One of Japan's most notorious serial killers, who murdered and mutilated four little girls and reportedly drank the blood of one of his victims, was hanged Tuesday along with two others, bringing the number of executions in Japan to 13 in just six months.

The hangings marked an acceleration of executions in Japan, where a pro-death penalty justice minister and rising fears over violent crime _ such as the recent deaths of seven people in a stabbing rampage in Tokyo _ have combined to boost acceptance of capital punishment.

The most prominent execution Tuesday was that of Tsutomu Miyazaki, 45, who was convicted of killing and mutilating four girls aged four to seven in the late 1980s. His name has long been synonymous with heinous crime in Japan.

He burned the body of a 4-year-old and left her bones on her parents' doorstep. He also wrote letters to the media and victims' families taunting police. Japanese newspaper reports said he ate part of the hand of one of his victims and drank her blood.

The two others executed Tuesday were Shinji Mutsuda, 45, who had been on death row for the murder and robbery of two people, and Yoshio Yamasaki, 73, who was convicted of killing two people for insurance money, the Justice Ministry said in a statement.

The three executions brought to 13 the number of inmates hanged in the past six months under Justice Minister Kunio Hatoyama, an outspoken supporter of the death penalty. In contrast, only one inmate was executed in all of 2005.

Capital punishment faces little opposition in Japan, where the secretive justice system can allow murder convicts to languish on death row for decades before they are suddenly hanged without advance notice.

"There are people who want to abolish it, but that is a minority view. The majority want it maintained," Prime Minister Yasuo Fukuda said Tuesday. "I feel there is no need to change it, but we must also keep an eye on world opinion."

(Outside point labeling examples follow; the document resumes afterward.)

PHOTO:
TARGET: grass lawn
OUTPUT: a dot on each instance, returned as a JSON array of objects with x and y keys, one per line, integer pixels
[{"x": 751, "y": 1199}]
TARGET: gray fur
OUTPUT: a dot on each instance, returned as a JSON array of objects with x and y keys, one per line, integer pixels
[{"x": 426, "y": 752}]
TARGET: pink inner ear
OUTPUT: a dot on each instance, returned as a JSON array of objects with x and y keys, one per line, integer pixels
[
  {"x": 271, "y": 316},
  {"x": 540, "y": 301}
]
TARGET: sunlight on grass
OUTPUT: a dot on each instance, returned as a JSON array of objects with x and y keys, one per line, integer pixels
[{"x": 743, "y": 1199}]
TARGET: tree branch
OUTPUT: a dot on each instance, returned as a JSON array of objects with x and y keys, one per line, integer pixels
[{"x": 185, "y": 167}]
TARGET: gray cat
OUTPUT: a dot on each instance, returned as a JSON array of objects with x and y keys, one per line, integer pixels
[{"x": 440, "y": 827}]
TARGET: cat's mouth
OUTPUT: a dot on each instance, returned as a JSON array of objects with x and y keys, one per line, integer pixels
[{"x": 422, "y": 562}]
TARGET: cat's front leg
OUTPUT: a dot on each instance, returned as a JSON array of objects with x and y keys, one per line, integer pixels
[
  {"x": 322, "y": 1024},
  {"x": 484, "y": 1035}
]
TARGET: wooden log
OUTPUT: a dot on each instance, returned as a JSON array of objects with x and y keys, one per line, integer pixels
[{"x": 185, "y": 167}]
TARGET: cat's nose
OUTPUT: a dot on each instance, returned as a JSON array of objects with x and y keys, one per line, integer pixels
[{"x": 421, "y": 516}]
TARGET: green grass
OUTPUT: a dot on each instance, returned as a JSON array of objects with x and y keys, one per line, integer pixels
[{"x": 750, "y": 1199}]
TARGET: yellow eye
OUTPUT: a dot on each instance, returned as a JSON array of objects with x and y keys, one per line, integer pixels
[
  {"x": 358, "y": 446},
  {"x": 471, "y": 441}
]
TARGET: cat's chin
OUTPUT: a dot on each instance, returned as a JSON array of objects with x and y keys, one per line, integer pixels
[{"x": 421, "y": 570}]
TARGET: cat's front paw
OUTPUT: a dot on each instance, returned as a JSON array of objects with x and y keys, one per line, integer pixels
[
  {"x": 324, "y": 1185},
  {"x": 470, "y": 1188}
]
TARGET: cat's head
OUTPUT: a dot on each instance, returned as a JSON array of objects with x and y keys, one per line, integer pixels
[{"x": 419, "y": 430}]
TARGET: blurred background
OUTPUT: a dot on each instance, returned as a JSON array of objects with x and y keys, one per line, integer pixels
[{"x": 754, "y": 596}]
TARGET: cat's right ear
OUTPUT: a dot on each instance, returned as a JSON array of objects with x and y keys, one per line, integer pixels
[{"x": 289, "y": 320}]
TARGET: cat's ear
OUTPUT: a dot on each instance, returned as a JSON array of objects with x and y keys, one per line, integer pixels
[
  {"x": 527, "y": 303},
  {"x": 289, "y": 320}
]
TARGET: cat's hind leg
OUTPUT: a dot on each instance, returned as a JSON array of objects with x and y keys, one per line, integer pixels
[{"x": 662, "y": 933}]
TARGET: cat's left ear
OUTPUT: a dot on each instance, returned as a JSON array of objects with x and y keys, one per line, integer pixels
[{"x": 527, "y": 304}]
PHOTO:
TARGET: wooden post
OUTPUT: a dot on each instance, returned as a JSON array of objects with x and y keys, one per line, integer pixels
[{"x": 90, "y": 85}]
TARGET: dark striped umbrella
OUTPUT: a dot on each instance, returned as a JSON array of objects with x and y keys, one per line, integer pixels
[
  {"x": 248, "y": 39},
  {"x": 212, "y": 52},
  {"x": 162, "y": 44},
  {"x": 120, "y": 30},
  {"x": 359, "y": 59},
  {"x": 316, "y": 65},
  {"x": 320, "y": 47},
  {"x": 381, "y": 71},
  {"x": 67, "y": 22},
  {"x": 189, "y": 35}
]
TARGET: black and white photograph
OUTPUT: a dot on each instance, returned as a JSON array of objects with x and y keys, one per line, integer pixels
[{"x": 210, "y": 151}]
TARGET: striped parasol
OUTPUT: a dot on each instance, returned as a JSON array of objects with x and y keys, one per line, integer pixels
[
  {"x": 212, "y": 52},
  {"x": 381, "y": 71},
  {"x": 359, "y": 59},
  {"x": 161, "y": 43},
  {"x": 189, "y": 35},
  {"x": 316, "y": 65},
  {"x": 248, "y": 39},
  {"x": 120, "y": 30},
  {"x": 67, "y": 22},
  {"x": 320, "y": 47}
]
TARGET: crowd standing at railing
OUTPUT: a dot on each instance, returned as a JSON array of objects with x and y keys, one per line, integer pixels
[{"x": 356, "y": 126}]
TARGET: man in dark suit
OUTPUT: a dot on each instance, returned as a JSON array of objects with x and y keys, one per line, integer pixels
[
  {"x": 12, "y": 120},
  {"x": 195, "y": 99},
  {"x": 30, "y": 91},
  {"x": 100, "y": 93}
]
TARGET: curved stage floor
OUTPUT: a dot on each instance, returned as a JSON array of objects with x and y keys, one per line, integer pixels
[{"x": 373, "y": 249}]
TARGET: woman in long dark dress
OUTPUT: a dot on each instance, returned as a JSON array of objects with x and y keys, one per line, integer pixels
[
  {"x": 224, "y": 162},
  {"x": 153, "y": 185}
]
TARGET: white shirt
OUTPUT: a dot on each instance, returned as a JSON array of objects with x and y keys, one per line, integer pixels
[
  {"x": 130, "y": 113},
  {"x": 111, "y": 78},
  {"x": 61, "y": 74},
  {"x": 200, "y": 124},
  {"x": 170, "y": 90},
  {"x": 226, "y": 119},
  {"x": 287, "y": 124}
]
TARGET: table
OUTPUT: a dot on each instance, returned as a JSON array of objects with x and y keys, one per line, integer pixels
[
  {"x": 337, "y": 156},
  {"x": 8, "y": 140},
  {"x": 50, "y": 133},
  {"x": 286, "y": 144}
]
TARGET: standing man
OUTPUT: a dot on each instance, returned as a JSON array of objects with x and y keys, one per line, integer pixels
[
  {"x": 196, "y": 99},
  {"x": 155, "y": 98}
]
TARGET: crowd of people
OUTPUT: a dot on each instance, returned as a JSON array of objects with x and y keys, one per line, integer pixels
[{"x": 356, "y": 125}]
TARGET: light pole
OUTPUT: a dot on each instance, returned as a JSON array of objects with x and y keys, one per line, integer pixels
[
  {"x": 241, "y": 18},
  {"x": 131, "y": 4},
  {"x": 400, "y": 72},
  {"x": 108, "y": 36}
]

The human rights group Amnesty International, however, deplored the increasing rate of executions, which it said were "proof that Japan is moving to routinely execute inmates in large numbers." The group demanded that Japan abolish capital punishment.

Hatoyama, who took office last August, has denied his ministry is purposely picking up the pace of hangings, and said it is merely providing for swift administration of justice. Three men were executed in December, three more in February and another four in April.

In 1997, Tokyo District Court found Miyazaki guilty of killing four girls in 1988 and 1989, and sentenced him to death. The Tokyo High Court upheld the sentence in 2001, and the Supreme Court followed suit on Jan. 17 this year, exhausting Miyazaki's appeals.

Miyazaki also was convicted of the abduction and sexual assault of a fifth girl.

The murders and Miyazaki's arrest dominated Japanese headlines, along with the discovery that his home was filled with a collection of thousands of violent pornographic videos, animated films and comic books stacked floor-to-ceiling.

The case triggered concerns that many young people had become desensitized to human suffering through the repeated viewing of graphic images in videos and comics.

Mutsuda also was hanged at the Tokyo detention center for killing two men and robbing them of 30 million yen (US$278,000) in 1995 and 1996. Yamasaki was executed in Osaka for murders committed in 1985 and 1990.

Japan has 102 death row inmates after Tuesday's hangings, the ministry said.

The government began to release the names of those executed and their crimes in December, easing its secrecy policy in an apparent move to gain understanding and support for capital punishment.